Run-location legend (every block states where it runs)

• # RUN: jumphost -- on vopenstack-jesse as jessea123, admin-openrc sourced.
• # RUN: mgmt VM -- shipped to the VM over SSH via the FIP (heredoc below).
• VM SSH form (used verbatim throughout; DOCFIX-021 </dev/null on every sudo): ssh -i ~/.ssh/id_ed25519 -o BatchMode=yes -o StrictHostKeyChecking=no -o UserKnownHostsFile=/dev/null -o ConnectTimeout=10 ubuntu@10.12.5.103 bash -s <<'REOF' ... REOF (10.12.5.103 = this rebuild's capi-mgmt-v2 FIP; resolve dynamically -- the old 10.12.7.40 is dead.)

Step 6.0-BOOT -- Fresh-deploy tenant bootstrap (project, role, flavors, mgmt image)

# RUN: jumphost REQUIRED on a fresh deploy: post-teardown the cloud has no tenant projects, NO flavors, and NO images -- this is the substance of the retired do-doc-06 tenant setup, restored after the phase-NN consolidation dropped it (found in the 2026-06-10 pre-redeploy review).
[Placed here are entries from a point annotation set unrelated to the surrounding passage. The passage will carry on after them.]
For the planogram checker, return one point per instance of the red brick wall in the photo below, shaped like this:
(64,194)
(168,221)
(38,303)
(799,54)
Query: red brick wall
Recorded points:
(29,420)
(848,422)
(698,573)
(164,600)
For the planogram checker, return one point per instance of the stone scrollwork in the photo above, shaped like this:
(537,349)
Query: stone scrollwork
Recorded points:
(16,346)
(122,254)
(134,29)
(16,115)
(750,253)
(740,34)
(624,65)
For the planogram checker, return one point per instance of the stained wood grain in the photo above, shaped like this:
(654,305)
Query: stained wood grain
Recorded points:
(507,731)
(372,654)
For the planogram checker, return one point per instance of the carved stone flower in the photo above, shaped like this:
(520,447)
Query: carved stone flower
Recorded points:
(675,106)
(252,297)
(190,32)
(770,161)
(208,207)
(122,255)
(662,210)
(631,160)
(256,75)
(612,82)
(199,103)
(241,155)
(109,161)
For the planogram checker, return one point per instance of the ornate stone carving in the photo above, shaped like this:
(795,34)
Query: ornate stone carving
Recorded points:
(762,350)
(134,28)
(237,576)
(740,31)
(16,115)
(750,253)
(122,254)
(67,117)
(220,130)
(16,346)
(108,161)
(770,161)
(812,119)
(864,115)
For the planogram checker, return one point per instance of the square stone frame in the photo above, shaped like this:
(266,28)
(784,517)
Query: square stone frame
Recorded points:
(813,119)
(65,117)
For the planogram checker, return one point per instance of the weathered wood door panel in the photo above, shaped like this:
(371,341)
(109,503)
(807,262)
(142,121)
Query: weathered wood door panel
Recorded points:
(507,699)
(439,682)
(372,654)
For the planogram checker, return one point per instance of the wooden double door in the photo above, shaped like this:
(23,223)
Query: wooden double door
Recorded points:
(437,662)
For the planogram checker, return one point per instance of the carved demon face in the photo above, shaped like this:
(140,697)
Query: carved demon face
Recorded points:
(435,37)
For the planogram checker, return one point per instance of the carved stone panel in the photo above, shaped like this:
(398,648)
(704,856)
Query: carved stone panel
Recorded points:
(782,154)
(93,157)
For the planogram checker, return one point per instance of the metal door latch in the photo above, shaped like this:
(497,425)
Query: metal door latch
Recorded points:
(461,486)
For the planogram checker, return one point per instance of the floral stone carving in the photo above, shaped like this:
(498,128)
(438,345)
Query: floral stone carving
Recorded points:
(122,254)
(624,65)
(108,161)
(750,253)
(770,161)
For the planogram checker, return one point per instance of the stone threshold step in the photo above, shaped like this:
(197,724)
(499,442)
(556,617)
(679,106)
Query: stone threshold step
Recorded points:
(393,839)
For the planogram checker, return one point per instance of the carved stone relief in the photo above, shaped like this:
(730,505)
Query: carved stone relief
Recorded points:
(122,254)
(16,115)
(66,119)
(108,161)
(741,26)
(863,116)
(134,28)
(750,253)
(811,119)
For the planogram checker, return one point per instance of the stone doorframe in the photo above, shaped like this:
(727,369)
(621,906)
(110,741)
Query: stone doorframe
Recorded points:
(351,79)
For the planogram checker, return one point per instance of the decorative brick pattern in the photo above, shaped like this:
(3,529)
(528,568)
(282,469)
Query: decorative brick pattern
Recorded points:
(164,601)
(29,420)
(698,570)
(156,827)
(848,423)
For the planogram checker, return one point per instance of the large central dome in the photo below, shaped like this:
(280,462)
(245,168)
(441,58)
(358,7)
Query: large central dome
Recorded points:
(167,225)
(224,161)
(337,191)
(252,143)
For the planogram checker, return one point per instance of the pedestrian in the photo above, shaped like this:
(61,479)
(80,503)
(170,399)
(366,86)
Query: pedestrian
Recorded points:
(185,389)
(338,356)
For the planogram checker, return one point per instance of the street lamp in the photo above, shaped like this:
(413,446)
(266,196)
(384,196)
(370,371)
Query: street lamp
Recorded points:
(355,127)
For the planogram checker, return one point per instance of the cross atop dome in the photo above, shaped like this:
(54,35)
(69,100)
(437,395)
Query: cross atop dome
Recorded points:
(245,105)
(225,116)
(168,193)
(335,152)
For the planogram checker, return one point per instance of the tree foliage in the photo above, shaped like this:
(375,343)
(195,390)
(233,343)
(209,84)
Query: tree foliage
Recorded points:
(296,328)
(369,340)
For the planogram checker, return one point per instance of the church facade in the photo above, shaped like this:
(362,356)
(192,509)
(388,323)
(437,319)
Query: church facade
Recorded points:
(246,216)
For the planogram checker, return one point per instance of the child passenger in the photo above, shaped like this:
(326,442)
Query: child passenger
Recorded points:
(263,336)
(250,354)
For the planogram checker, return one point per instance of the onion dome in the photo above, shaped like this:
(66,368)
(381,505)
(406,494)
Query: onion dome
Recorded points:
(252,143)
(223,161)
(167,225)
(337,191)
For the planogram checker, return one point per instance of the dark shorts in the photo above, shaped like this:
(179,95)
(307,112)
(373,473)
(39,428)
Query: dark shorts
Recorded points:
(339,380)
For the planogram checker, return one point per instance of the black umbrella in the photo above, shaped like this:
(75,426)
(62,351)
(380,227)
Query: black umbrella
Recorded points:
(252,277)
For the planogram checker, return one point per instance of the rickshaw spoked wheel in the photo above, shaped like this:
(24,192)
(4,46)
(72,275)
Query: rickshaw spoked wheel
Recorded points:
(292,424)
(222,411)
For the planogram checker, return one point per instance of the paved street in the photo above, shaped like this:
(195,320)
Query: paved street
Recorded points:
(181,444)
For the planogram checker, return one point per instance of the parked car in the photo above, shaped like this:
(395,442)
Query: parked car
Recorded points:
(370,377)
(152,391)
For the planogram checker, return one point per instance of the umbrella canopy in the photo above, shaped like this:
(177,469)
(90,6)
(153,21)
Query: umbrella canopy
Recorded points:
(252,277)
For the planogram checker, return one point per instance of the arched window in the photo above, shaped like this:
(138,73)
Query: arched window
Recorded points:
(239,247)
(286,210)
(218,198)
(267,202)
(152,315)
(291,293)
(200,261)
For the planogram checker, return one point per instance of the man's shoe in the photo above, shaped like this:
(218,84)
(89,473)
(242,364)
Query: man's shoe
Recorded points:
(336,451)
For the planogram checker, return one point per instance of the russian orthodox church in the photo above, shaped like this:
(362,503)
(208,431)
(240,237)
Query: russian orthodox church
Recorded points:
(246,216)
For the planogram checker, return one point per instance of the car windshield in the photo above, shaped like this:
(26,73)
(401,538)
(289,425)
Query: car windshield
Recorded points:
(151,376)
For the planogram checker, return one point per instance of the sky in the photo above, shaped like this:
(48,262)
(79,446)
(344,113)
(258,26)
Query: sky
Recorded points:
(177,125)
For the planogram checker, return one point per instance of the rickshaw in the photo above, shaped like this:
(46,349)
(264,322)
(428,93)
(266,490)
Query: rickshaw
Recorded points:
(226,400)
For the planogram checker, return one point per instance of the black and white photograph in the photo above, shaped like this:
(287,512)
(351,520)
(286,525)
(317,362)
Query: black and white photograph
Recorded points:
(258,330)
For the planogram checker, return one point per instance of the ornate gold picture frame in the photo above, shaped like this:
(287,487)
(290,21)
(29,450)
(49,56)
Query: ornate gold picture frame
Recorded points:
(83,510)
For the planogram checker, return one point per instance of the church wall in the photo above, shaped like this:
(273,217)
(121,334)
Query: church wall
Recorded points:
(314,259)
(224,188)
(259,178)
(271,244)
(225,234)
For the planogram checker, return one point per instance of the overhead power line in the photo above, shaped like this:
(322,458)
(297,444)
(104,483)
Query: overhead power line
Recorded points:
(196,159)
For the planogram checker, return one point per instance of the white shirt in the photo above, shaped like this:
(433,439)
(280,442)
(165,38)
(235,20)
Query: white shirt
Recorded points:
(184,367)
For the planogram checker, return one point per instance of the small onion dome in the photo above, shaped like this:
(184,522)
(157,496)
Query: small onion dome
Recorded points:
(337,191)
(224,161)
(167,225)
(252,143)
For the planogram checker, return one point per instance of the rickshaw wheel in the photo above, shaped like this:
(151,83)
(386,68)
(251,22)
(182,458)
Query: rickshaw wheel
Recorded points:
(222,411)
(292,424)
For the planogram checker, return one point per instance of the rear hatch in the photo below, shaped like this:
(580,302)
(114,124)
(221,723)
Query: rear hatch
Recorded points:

Everything is verify-or-create, so it is safe (all [SKIP]) on an existing cloud.

Flavor specs are as-built ground truth (2026-06-08 verified-state checkpoint): gp.large 16384/4/80 (mgmt VM, 6.2), gp.mid 8192/2/40 (workload masters, 8.0 template), capi.node 4096/2/40 (workload workers, 8.0 template); gp.small and m1.lbtest are as-built parity. The 40/80 GB root disks schedule because the bundle sets nova-compute libvirt-image-backend: rbd (B3) -- DISK_GB comes from the Ceph pool, not the ~9 GB local ephemeral ceiling.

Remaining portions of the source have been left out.